Choosing the site to replace the Waimanalo Gulch Sanitary Landfill has become an exercise in futility. Since it opened in September 1989, the landfill has expanded and numerous deadlines to close it — going back to 2005 — were subsequently extended.
The latest deadline from the state Land Use Commission (LUC) is March 2, 2028; the city has until the end of this year to choose a new site. This week, it punted.
The Landfill Advisory Committee considered six locations to dump Oahu’s garbage — from Haleiwa to Kunia and Wahiawa — and on Monday rejected them all.
Although the sites met the state’s strict legal requirements, they did not conform to the Honolulu Board of Water Supply’s policy against locating underground waste disposal facilities in “no-pass zones” — areas where designated or actual aquifers exist.
Nonetheless, Oahu’s garbage has to go somewhere. So unless island residents somehow miraculously stop generating non-recyclable trash, a decision will be made: A new site will be chosen, Waimanalo Gulch will remain open past its close-by date, or garbage will start piling up with no place to put it.
Which will it be?
Strict rules limit the city’s options. State Act 73 prohibits a landfill in a conservation district and requires a half-mile buffer zone around residences, schools and hospitals. The state has other rules, too: not too close to airports, not in possible tsunami evacuation zones, not on lands planned for future development, not on federal lands.
If a new site isn’t chosen soon, the West Side community, understandably fed up with hosting Oahu’s dump, could find itself stuck with Waimanalo Gulch indefinitely, perhaps until the landfill reaches capacity — a decade or more from now.
Of course, no one else wants a dump in their neighborhood either. Waimanalo Gulch handles about 70,000 tons of nonhazardous waste per year, as well as 180,000 tons of ash from the HPOWER trash-to-energy plant.
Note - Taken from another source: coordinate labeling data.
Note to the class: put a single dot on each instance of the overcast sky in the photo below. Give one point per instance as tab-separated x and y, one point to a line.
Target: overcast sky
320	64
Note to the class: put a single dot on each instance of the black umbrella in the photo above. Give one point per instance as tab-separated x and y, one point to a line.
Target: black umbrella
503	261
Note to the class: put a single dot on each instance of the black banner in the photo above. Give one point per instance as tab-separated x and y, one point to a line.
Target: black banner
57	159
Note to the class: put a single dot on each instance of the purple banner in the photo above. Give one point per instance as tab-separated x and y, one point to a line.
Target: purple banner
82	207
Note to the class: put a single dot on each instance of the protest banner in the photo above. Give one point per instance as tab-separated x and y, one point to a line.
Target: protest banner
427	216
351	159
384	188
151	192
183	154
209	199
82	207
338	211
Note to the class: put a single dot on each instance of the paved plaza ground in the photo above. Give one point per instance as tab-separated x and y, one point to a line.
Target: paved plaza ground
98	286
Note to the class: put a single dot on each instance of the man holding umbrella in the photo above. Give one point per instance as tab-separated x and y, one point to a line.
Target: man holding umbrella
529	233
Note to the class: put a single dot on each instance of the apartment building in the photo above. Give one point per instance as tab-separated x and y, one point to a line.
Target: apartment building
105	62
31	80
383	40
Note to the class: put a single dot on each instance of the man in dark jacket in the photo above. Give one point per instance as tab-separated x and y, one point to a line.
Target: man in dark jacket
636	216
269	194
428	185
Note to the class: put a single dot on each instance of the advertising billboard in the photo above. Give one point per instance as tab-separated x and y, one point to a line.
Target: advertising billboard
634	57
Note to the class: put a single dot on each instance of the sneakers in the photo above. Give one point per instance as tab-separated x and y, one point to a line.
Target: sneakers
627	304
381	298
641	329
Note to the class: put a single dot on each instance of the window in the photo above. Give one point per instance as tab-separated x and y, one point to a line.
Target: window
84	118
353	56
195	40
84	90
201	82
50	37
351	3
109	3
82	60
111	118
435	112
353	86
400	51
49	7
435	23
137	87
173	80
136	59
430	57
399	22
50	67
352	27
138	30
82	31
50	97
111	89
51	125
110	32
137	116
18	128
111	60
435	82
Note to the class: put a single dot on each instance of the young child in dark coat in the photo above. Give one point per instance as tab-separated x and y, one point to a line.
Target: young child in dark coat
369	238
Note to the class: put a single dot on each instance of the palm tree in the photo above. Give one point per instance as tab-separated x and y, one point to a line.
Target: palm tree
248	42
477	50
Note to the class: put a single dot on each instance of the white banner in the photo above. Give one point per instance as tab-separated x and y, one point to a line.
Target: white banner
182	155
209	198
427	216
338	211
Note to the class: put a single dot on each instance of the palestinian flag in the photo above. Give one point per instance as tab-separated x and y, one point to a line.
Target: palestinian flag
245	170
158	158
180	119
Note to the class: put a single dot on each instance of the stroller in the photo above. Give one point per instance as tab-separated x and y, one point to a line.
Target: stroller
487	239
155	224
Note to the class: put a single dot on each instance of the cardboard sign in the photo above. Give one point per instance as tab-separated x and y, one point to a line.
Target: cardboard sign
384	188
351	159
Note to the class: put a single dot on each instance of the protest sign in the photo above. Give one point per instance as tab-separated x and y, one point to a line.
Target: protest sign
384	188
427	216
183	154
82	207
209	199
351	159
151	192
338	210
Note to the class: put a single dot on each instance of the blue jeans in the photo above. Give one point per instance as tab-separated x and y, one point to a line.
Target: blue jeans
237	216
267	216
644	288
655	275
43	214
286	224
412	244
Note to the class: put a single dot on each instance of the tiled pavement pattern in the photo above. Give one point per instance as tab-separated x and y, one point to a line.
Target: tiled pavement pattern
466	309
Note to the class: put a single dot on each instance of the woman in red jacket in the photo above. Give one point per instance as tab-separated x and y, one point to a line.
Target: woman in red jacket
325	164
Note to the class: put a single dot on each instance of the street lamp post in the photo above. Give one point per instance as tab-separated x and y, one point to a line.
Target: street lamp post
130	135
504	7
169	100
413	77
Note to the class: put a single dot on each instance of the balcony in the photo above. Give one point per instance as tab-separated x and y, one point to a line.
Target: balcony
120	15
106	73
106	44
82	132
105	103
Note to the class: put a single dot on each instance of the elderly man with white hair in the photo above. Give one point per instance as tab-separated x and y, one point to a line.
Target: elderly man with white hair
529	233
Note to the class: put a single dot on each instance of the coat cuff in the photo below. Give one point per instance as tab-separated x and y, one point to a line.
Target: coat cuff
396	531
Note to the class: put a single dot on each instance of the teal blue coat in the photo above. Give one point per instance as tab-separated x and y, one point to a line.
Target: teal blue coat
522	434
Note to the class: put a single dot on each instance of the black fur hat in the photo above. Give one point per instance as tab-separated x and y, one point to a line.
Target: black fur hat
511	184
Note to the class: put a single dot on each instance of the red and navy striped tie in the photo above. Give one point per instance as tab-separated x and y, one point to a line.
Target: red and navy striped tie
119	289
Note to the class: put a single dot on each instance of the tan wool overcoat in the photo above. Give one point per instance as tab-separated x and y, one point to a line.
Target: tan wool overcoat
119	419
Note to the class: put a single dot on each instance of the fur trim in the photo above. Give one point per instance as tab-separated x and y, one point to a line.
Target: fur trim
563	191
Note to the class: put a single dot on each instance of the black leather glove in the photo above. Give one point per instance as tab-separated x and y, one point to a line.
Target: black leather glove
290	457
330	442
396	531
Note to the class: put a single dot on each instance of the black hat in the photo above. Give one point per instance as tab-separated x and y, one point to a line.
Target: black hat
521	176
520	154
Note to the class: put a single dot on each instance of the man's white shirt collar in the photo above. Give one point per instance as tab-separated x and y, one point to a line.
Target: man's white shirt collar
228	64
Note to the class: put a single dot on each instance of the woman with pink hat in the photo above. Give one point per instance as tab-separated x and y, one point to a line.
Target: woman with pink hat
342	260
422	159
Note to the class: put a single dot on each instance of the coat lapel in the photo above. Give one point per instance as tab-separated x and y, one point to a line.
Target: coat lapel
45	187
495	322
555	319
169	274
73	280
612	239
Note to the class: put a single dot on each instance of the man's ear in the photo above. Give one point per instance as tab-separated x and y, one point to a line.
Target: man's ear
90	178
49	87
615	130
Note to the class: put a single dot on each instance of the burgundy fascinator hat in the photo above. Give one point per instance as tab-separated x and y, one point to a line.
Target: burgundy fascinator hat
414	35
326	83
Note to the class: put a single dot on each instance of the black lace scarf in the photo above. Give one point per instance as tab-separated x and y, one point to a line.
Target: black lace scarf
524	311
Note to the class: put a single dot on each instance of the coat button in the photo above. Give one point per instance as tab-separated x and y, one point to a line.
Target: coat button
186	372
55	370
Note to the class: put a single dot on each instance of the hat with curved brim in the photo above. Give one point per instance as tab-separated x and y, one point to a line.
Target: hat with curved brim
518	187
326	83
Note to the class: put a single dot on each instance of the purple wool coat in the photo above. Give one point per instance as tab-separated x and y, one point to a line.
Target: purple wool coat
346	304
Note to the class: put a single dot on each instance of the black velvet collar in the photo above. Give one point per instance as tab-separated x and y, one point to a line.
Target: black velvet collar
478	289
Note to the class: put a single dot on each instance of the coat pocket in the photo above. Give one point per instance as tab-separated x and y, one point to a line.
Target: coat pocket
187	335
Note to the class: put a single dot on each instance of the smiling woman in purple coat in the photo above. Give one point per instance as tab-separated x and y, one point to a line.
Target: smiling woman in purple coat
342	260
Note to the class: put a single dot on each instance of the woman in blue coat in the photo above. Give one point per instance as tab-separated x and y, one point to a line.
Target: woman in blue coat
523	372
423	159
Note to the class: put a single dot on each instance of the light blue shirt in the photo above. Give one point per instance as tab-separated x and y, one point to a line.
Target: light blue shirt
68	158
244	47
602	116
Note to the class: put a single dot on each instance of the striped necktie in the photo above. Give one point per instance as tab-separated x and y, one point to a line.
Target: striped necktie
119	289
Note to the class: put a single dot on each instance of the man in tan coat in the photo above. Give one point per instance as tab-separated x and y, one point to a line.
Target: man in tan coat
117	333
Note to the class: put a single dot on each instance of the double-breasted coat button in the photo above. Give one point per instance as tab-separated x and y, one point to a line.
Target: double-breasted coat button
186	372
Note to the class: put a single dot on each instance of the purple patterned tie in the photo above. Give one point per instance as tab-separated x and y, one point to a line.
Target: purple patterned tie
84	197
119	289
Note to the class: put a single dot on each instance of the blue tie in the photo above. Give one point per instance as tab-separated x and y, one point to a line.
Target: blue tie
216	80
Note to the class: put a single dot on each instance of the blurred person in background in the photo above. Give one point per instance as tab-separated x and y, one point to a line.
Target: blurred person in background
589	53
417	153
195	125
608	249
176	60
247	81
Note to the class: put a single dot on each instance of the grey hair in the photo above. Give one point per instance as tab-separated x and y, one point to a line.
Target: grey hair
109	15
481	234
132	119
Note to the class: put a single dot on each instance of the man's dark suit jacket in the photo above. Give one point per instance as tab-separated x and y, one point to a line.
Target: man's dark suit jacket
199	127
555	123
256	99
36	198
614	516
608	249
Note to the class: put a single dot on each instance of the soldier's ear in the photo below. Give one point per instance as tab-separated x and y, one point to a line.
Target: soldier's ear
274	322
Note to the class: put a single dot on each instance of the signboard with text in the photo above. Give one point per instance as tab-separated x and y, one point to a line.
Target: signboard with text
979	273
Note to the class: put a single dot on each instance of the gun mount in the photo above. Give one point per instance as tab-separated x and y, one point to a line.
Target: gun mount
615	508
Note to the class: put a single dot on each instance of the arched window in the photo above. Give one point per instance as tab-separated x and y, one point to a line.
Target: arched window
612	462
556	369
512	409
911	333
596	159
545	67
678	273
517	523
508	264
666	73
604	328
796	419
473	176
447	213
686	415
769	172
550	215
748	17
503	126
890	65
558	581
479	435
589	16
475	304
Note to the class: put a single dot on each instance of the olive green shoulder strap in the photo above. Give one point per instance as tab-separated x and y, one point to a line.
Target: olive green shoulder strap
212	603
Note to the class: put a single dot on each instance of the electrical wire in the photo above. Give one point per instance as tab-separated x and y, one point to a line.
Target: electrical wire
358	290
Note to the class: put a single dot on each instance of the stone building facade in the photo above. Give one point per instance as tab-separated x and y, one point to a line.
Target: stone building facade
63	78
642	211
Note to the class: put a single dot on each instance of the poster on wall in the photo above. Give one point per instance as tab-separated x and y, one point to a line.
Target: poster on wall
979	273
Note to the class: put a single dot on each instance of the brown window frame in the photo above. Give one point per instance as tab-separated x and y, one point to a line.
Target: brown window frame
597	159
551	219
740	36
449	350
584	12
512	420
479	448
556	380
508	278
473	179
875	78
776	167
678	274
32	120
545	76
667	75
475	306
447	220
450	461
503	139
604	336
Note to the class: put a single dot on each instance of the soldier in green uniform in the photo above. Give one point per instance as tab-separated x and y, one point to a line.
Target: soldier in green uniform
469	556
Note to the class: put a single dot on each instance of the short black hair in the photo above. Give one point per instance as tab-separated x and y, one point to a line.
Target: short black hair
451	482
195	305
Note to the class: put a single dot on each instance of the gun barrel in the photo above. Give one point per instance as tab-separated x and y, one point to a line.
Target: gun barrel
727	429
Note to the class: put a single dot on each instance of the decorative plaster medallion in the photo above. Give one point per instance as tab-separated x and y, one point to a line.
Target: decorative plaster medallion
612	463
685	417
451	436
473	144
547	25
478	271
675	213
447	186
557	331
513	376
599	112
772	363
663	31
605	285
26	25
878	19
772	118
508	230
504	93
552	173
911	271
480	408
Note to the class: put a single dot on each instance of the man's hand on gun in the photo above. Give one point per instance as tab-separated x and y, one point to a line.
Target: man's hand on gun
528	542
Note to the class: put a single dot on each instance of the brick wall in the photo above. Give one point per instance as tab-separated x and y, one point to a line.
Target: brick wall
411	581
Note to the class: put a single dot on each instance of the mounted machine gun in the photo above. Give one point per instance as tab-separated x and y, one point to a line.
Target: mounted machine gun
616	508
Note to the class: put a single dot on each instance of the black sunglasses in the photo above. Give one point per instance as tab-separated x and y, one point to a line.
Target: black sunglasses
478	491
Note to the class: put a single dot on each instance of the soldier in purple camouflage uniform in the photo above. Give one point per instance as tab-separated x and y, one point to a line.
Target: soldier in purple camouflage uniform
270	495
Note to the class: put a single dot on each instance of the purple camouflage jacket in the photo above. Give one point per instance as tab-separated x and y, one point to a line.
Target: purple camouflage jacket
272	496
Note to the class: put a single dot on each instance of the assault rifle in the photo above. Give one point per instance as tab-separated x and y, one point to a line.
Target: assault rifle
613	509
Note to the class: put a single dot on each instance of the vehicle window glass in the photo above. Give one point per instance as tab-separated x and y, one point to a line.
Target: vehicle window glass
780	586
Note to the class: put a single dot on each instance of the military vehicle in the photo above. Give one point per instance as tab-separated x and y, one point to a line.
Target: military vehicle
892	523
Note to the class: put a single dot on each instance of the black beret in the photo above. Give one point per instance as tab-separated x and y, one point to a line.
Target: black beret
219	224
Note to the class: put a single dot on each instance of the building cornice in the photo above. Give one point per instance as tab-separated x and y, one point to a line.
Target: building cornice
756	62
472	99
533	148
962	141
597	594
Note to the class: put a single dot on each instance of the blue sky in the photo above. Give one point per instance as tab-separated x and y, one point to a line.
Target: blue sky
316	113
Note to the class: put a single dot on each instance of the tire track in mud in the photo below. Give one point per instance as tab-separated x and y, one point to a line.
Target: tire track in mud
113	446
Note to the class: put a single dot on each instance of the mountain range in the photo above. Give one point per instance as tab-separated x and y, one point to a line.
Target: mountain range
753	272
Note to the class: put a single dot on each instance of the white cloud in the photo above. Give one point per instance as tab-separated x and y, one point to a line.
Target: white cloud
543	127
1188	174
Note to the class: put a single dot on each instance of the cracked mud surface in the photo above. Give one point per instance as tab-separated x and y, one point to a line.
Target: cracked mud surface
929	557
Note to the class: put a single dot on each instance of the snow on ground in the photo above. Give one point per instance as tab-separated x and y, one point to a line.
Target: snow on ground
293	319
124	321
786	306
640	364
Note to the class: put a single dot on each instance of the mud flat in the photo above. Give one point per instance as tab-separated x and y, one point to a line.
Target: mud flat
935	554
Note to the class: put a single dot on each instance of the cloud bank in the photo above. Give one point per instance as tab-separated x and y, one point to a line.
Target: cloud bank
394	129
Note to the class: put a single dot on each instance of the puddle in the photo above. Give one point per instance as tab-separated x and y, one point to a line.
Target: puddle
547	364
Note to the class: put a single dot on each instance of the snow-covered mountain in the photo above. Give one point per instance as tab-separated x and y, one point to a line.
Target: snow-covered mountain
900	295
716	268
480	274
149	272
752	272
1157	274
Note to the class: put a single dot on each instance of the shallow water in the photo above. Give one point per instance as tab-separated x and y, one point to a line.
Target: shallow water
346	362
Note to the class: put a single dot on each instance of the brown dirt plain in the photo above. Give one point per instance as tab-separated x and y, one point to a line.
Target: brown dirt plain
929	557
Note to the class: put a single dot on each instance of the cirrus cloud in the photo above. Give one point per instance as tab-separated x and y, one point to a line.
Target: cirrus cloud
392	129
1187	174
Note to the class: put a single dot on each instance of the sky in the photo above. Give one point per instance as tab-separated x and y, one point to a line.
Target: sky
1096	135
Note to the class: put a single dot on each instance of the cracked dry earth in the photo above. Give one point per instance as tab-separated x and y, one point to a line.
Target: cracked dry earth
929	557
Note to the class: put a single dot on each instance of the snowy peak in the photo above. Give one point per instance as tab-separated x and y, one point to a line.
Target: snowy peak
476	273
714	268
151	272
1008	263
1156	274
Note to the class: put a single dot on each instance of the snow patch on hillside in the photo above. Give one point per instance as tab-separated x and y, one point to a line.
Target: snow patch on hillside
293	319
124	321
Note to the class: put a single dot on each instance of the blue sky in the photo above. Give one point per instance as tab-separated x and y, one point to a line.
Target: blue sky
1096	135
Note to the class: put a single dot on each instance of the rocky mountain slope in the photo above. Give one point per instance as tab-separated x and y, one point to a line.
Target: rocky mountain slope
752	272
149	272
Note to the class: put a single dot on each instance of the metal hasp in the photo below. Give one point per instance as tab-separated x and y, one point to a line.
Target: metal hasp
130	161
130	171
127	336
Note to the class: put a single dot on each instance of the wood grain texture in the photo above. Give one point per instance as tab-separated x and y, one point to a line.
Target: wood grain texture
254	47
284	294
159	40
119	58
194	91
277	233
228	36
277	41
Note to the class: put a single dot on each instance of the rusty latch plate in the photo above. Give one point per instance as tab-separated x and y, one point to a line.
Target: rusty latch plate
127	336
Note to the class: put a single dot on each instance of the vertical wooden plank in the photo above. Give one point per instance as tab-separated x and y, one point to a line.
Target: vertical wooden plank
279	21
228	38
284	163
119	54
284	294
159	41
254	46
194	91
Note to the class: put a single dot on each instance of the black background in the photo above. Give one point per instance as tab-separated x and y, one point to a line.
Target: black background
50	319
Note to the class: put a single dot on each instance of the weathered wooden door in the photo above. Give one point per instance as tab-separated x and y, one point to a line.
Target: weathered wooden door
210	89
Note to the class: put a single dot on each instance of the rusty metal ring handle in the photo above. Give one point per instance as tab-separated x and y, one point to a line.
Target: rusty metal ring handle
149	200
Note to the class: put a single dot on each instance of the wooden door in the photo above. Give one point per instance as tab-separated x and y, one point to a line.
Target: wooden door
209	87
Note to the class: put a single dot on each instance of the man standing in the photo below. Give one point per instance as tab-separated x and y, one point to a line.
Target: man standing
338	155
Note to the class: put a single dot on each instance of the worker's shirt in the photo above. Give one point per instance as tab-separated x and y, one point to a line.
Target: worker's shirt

It will be a hard sell, requiring significant community benefits for the host community.
The city will need to press harder to resolve this problem. It could seek a relaxation of Act 73 rules, or extend the deadline to close Waimanalo Gulch. The latter option should be avoided if at all possible, as it would betray repeated promises to the West Side. The city also should redouble efforts to reduce the need for a large, intrusive landfill, by expanding recycling and reuse options, and adopting policies that reduce consumer waste (like plastic bag bans). Waste not, want not.